Multi-Channel Marketing Opportunities for Super Sunday
The upcoming match between the New England Patriots and the Seattle Seahawks presents a significant opportunity for marketers to engage with the largest U.S. audience of the year, not just through TV, but also through other channels. With nearly 70% of consumers using a second screen during the Super Bowl, a survey by Typeface found that brands are focused on creating content around cultural moments and viral trends to strengthen brand relevance (44%), sell products in the moment (32%), and drive awareness among people who are multi-tasking on a second screen (24%).
However, many marketers face challenges in capitalizing on these moments due to slow or outdated content review processes. According to Typeface’s Signal Report: Big Game Edition, more than one-third of marketers say their brand often misses opportunities due to these inefficiencies.
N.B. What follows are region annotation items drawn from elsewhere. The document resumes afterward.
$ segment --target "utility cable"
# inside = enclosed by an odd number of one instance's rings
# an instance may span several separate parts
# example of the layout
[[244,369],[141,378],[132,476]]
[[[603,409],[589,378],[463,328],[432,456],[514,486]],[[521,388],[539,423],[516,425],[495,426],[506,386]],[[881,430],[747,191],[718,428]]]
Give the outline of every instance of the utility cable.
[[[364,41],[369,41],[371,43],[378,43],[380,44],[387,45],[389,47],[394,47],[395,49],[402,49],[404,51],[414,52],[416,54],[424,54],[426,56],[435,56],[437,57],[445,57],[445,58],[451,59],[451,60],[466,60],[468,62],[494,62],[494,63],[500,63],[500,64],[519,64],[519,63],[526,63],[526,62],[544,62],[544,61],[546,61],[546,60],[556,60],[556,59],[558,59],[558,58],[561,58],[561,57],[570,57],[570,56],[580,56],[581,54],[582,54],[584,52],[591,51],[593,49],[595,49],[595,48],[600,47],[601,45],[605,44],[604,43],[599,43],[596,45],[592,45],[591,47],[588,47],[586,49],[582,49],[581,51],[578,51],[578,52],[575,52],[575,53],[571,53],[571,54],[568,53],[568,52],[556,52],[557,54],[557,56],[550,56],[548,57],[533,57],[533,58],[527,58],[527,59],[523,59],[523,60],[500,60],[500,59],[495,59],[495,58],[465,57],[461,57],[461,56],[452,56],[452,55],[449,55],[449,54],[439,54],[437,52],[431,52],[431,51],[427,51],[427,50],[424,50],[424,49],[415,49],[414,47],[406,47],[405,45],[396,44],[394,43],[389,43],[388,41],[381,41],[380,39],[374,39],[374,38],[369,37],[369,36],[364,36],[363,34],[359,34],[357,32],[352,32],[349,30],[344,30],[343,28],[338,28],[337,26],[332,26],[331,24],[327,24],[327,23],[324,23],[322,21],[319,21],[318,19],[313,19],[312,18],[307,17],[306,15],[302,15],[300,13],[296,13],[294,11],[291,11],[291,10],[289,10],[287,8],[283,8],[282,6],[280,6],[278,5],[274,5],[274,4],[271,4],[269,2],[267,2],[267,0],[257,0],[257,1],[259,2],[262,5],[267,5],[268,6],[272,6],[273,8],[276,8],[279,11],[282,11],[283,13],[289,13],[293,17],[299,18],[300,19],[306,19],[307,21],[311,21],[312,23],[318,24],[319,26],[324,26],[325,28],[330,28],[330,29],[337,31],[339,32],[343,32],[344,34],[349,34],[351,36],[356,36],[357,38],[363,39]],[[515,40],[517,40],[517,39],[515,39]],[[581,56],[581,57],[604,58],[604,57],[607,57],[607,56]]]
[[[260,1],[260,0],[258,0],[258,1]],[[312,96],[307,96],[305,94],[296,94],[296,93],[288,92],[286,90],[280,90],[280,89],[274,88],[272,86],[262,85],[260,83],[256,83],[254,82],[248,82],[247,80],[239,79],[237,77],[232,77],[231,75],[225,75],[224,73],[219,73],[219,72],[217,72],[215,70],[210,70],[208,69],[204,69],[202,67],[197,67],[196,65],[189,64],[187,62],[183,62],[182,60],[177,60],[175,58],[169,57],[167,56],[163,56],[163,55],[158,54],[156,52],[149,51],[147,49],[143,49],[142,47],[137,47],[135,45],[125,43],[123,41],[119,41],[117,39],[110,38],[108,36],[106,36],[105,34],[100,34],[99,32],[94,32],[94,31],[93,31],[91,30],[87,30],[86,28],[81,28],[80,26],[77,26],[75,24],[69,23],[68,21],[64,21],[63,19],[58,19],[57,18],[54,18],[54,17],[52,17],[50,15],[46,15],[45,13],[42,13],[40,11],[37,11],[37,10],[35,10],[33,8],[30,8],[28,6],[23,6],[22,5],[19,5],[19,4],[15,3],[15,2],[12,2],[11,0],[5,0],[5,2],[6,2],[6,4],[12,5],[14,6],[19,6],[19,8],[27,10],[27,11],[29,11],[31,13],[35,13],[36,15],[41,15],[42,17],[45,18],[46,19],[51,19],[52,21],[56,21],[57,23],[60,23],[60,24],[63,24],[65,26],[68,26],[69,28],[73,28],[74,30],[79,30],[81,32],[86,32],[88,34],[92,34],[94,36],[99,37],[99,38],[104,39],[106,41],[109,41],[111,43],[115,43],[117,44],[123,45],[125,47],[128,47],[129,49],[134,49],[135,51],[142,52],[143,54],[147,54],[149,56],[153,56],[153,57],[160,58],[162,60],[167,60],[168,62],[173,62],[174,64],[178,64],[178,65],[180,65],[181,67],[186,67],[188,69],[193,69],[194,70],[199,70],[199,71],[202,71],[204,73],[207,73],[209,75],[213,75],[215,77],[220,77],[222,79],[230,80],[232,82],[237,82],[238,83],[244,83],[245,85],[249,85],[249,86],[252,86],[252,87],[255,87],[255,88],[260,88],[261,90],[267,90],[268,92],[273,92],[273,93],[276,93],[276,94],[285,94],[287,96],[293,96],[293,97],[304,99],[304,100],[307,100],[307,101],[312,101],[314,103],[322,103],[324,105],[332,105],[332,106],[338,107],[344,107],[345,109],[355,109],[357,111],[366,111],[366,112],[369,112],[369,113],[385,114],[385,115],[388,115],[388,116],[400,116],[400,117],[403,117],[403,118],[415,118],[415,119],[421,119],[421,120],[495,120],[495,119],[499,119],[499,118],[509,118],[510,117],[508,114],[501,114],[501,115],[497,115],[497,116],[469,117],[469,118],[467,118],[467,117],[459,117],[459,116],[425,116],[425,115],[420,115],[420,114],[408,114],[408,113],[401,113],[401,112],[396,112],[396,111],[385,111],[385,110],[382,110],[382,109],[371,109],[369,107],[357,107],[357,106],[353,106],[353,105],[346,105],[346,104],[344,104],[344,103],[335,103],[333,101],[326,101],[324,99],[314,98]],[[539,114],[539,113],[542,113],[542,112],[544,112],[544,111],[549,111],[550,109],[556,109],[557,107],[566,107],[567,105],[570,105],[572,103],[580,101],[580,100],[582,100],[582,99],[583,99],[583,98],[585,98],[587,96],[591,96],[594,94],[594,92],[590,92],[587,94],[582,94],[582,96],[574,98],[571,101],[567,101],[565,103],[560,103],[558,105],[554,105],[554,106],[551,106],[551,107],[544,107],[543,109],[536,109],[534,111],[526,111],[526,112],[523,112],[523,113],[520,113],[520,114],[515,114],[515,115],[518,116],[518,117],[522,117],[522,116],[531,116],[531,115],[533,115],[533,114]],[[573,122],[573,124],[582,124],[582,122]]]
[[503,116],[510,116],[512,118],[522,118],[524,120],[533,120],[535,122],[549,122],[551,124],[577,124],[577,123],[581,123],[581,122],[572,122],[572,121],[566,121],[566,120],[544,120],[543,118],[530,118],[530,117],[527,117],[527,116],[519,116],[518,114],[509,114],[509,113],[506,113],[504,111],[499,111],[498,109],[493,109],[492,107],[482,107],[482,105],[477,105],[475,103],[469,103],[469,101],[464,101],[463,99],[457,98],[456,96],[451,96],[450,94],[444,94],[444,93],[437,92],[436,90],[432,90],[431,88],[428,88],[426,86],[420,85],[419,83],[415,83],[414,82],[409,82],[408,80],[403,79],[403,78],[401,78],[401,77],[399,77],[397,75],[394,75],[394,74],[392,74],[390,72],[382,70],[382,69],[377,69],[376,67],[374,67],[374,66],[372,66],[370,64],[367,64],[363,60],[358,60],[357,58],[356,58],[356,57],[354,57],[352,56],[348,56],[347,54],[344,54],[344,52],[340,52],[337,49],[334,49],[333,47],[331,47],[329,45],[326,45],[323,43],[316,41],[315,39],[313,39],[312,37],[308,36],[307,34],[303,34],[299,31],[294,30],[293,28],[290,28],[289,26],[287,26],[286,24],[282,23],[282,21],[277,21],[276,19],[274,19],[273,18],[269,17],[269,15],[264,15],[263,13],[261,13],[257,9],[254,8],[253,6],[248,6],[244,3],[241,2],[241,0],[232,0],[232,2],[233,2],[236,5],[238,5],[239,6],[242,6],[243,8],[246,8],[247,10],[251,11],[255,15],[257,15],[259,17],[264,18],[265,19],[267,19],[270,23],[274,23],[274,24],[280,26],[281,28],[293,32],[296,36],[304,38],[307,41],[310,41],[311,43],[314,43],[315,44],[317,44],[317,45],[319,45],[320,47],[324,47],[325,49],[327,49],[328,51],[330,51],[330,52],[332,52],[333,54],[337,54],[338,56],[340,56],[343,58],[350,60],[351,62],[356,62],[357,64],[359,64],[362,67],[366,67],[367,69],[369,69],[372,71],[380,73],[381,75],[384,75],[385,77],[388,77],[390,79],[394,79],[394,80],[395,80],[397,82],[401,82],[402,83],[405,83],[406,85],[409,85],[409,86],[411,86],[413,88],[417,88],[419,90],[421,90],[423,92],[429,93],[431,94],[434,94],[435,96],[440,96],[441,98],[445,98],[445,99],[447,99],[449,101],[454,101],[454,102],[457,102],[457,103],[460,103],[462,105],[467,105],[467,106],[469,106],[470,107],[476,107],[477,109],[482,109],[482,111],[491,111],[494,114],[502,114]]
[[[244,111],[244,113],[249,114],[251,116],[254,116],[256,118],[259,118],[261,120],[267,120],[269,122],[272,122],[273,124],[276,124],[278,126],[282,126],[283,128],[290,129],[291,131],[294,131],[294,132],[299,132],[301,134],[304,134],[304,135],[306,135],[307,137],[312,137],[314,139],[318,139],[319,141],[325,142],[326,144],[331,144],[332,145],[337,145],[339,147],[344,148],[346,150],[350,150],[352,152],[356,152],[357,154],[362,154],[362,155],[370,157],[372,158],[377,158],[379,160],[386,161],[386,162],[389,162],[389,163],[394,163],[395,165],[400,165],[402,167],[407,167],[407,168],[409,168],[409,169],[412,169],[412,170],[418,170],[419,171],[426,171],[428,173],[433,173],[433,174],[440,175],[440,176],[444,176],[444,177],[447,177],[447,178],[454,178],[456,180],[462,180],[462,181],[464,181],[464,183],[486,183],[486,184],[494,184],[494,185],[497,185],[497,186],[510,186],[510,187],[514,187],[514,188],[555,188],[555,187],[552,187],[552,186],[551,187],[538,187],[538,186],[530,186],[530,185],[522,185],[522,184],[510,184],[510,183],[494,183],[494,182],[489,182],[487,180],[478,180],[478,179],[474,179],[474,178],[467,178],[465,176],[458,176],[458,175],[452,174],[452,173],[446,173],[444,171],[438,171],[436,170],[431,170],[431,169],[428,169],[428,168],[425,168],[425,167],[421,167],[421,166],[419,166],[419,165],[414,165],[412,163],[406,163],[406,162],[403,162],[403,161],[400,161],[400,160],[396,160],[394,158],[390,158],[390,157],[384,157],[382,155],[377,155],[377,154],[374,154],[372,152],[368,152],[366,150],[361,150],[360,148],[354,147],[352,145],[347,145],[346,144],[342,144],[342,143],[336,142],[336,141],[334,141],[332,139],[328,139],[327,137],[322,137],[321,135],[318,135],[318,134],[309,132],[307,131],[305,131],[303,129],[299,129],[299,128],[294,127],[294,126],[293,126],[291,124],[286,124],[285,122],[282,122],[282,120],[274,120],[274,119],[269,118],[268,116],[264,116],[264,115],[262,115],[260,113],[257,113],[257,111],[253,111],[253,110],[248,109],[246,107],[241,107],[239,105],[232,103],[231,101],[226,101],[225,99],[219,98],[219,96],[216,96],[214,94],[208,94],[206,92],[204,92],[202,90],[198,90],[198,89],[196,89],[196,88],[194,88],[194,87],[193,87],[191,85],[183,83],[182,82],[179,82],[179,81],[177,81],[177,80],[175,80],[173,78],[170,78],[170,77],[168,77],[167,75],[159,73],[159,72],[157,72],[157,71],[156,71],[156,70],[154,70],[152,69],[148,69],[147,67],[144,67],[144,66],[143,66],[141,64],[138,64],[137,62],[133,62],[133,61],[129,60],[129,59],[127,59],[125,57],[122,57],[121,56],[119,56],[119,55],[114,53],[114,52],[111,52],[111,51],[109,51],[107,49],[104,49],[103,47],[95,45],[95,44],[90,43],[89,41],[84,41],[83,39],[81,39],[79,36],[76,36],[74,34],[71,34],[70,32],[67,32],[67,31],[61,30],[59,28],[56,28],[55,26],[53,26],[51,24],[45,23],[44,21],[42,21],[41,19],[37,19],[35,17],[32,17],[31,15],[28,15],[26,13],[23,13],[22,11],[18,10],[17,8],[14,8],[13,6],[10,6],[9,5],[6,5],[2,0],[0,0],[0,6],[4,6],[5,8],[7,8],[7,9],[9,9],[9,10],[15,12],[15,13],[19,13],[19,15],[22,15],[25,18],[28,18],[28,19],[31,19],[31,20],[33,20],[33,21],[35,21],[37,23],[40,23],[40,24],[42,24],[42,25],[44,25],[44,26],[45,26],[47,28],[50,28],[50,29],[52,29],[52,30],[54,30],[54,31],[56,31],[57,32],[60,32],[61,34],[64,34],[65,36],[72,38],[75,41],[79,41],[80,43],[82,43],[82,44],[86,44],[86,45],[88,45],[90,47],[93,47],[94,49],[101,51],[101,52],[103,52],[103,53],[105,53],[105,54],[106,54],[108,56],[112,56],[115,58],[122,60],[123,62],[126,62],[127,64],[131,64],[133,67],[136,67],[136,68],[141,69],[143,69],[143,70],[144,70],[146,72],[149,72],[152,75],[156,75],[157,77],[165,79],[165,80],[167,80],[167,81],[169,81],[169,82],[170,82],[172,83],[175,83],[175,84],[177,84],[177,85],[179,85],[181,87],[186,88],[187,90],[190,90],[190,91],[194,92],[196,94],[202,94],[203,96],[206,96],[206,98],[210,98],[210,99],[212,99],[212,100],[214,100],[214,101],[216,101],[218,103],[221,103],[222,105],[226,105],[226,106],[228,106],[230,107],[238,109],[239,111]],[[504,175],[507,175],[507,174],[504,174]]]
Jason Ing, CMO of Typeface, notes that brands are not slow due to a lack of ideas, but rather because their systems and approval models were built for a different era.
Ing emphasizes that when expectations shift to real-time, teams hesitate not out of fear of moving fast, but out of concern for getting it right. He advises that brands should remove friction, build trust into their workflows, and give teams the confidence to act when the moment matters. This is particularly important for capitalizing on viral moments, as nearly every brand wants to create a “viral moment,” but many lack the operational readiness to act when it arrives.
The research highlights several key findings, including:
* Outdated processes block action, with 67% of marketers saying review and approval processes regularly cause missed moments.
* Personalization still falls short, with 43% of marketers manually creating different variations, and 17% limiting personalization due to time or resource constraints.
* AI frees marketers to focus on strategy, with 68% saying AI gives them more time for strategic and creative work.
The impact of AI on marketing is significant, with brands that invest in connected systems, automated brand safeguards, and trusted workflows far better positioned to move quickly without sacrificing creativity, quality, or control. Those using an AI marketing platform that can create multimodal content are 92% more likely to automate personalization and localization than those using point video or image solutions.
While 87% say AI speeds content creation, 55% are still relying on chatbots to help them with written content only, instead of multimodal content generation tools or AI-powered marketing systems. Despite challenges, marketers see growing potential to improve how teams respond to cultural moments as systems, processes, and trust evolve. As Ing notes, “AI can help teams move faster, but its real value is helping marketers act with confidence — staying creative and on-brand even in high-visibility moments.”